The truth is that Sale stretching out to five innings and 70 pitches while sitting in the mid 90s with his fastball meant more than the lefty getting touched up by a solid offensive team.
“Overall, a good step in the right direction,” said Sale, who gave up homers to Adley Rutschman and Ryan Mountcastle in the first inning.
“It was a weird one. They put the ball in play and it just seemed to fall. You know, it's gonna happen. In a way, it's almost good to get that out of the way, try to be in some tough situations and have to be out there feeling like I felt and getting through it. So just a good, terrible start in a way.”
Sale always finds a unique way to describe his outings -- good or bad. In this case, "good, terrible" was perfect.
“You want to go through these here, because when those bright lights flick on, it's a tougher situation to get through those,” Sale said.
Red Sox manager Alex Cora had no issues with Sale’s performance. In fact, he was enthused by what he saw from the seven-time All-Star, who is just one more healthy Spring Training start away from breaking camp with the team -- instead of on the injured list -- for the first time since 2019.
“Good. Really good,” said Cora. “Obviously results apart, [he gave up the] two homers, but after, it was a ground ball, two bleeders, we didn’t make the plays behind him but it felt like he could have gone [to] the sixth inning if he wanted to. The velo was good. I think the changeup is playing.”
The one thing Sale didn’t have was a pitch that has been so reliably dominant for him through his career: the slider.
“My slider, my front side is just a little lost with that one right now. Again, it's a good thing to try to go out there and figure that out as well,” said Sale.
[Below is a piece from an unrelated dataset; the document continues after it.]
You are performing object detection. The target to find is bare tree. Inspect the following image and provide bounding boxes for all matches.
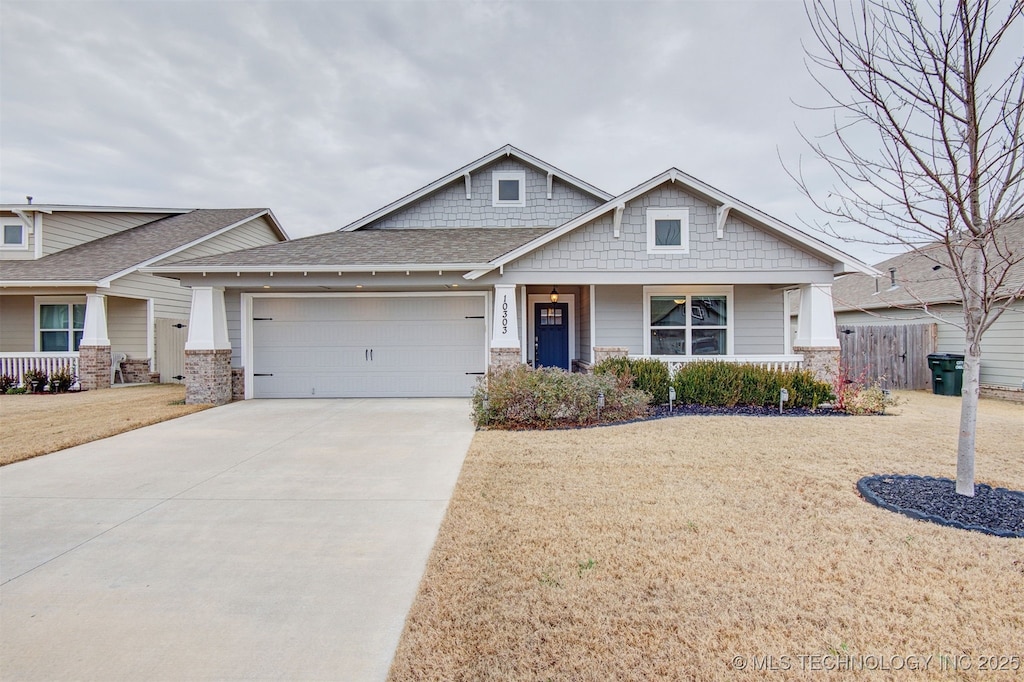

The way Cora looked at it, maybe it’s a good thing Sale didn’t have his vintage slider. Keep in mind that Sale will face these same Orioles again, likely on April 1 at Fenway in the second game of the regular season.
“He didn’t throw a good one, so that's good,” Cora said. “Hopefully, when he faces them again, he has a good slider and we can cruise through.”
While some pitchers might have balked at facing a team late in Spring Training that they would face again to open the regular season -- Curt Schilling wouldn’t face division opponents through all of camp -- Sale didn’t mind at all.
“Yeah, I mean, that's our life,” said Sale. “It’s, you know, ‘They hit me, I hit you’ and we try to figure it out through the whole year from start to start. Especially when you're facing the same team. This one, they got me. Next one, we go to the drawing board and figure out what to do and see some things that happened and make some adjustments. That's what this game is, you know, adjustments. So that one’s on me to do.”
For Sale, this spring has been exclusively about being healthy again and staying that way.
The Red Sox are firmly confident that if Sale takes the mound every fifth day, the rest of it will take care of itself.
“Yeah, he’s been good. This guy, he knows what he needs to do,” said Cora. “Just like [Corey] Kluber. Kind of like, they want to work on a few things in the outing and go from there and both of them are ready to go.”
Sale’s final start of Spring Training will be Sunday against the Twins. Then it is on to the regular season, which he hopes will be his healthiest in years.